Beyond these products, enterprises are adopting IoT for applications such as the following:
*Supply chain management
*Physical logistics management
*Marketing, retail, and customer relationship management
*Connected healthcare and lifestyle applications for employees and consumers”
“The following cloud-specific IoT security elements are identified in the CSA Guidance:”
“*Secure data collection and sanitization = This could include, for example, stripping code of sensitive and/or malicious data.
*Device registration, authentication, and authorization = One common issue encountered today is the use of stored credentials to make direct API calls to the backend cloud provider. There are known cases of attackers decompiling applications or device software and then using those credentials for malicious purposes.
*API security for connections from devices back to the cloud infrastructure = In addition to the stored credentials issue just mentioned, the APIs themselves could be decoded and used for attacks on the cloud infrastructure.
Encrypted communications = Many current devices use weak, outdated, or nonexistent encryption, which places data and the devices at risk.”

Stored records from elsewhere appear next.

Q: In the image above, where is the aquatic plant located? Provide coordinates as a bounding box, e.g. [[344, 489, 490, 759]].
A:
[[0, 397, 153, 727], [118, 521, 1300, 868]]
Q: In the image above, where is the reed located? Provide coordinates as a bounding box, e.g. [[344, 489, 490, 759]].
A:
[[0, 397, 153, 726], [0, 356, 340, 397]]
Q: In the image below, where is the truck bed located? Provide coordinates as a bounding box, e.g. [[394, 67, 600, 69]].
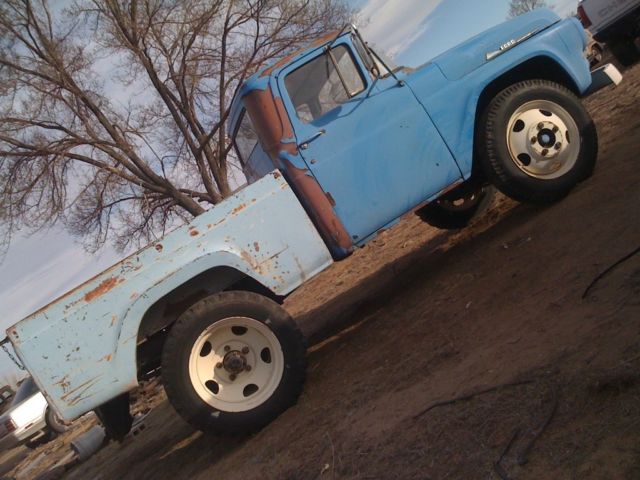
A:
[[6, 171, 333, 420]]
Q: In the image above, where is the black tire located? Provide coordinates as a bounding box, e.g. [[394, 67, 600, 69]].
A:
[[45, 407, 67, 434], [609, 39, 640, 67], [161, 291, 307, 436], [25, 430, 54, 449], [416, 185, 496, 229], [478, 80, 597, 204], [94, 393, 133, 442]]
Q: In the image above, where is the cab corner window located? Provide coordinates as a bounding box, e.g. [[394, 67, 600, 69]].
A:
[[234, 111, 258, 165], [285, 45, 366, 124]]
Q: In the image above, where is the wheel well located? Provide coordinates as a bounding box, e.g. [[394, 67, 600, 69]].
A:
[[135, 267, 282, 379], [471, 56, 580, 178]]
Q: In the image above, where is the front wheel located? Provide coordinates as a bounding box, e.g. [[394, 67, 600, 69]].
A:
[[478, 80, 597, 204], [161, 291, 306, 436]]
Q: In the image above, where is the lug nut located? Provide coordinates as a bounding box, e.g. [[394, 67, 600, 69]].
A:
[[552, 125, 559, 133], [224, 345, 230, 352], [541, 149, 549, 156], [554, 142, 561, 150], [530, 137, 537, 144], [241, 346, 250, 354], [229, 374, 236, 381], [537, 122, 544, 130], [245, 365, 252, 372], [216, 362, 223, 369]]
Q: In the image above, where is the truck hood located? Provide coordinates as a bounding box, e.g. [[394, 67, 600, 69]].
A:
[[429, 8, 561, 80]]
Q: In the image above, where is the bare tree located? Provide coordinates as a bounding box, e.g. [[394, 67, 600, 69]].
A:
[[0, 0, 349, 254], [508, 0, 548, 18]]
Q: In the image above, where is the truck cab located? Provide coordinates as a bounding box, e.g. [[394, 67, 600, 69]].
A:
[[228, 9, 610, 258], [229, 27, 468, 259]]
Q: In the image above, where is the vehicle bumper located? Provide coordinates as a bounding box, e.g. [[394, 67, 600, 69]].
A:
[[584, 63, 623, 96]]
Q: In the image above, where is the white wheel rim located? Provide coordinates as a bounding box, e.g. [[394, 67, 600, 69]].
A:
[[188, 317, 284, 413], [506, 100, 580, 180]]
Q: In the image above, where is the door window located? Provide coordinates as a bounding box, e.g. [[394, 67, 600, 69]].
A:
[[285, 45, 366, 124]]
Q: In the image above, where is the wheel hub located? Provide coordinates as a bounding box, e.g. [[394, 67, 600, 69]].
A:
[[222, 350, 247, 374], [537, 128, 556, 148], [530, 120, 563, 160]]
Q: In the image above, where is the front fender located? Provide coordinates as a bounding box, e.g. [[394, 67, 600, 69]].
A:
[[406, 18, 592, 178]]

“Ability to patch and update devices so they don’t become a point of compromise = Currently, it is common for devices to be shipped as-is, and they never receive security updates for operating systems or applications. This has already caused multiple significant and highly publicized security incidents, such as massive botnet attacks based on compromised IoT devices.”
Mobile Computing
Companies don’t require cloud services to support mobile applications, but still, many mobile applications are dependent on cloud services for backend processing. Mobile applications leverage the cloud not only because of its processing power capabilities for highly dynamic workloads but also because of its geographic distribution.
The CSA Guidance identifies the following security issues for mobile computing in a cloud environment:
*Device registration, authentication, and authorization are issues for mobile applications, as they are for IoT devices, especially when stored credentials are used to connect directly to provider infrastructure and resources via an API. If an attacker can decompile the application and obtain these stored credentials, they will be able to manipulate or attack the cloud infrastructure.
*Any application APIs that are run within the cloud environment are also listed as a potential source of compromise. If an attacker can run local proxies that intercept these API calls, they may be able to decompile the likely unencrypted information and explore them for security weaknesses. Certificate pinning/validation inside the application may help mitigate this risk.